Si le locataire n’est pas présent lors de l’état des lieux, le bailleur devra prouver que l’avis des défauts apparents a été fait en temps utile. Il est estimé qu’un avis est donné à temps lorsqu’il intervient dans les deux à trois jours ouvrables, maximum une semaine depuis l’état des lieux de sortie. Le bailleur devra ainsi prouver à quel moment il a notifié l’avis des défauts au locataire, il est dès lors conseillé d’effectuer l’avis par courrier recommandé.

En ce qui concerne les défauts cachés, qui n’apparaissent que plus tard, la loi dispose que le bailleur doit les signaler au locataire immédiatement à leur découverte (art. 267a al. 3 CO). Cela vaut également pour les défauts qui auraient été volontairement cachés par le locataire.
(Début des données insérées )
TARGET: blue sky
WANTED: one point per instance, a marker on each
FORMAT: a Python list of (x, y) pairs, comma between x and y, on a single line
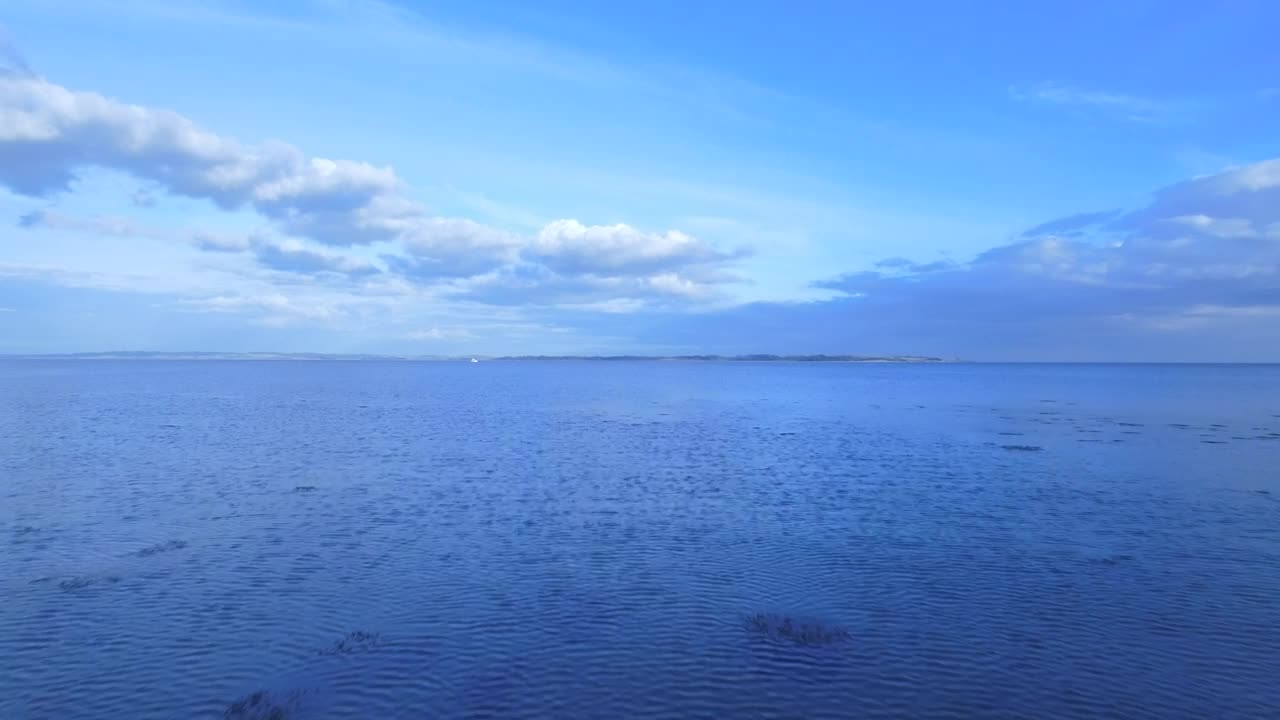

Le bailleur veillera ainsi à notifier l’avis de ces défauts au locataire immédiatement et par courrier recommandé.

Il est important que le bailleur inspecte immédiatement l’objet du bail, qu’il respecte cet avis des défauts ainsi que le délai précité car en cas de non-respect, le locataire sera déchargé de toute responsabilité (art. 267a al. 2 CO) et les frais de remise en état seront à la charge du bailleur.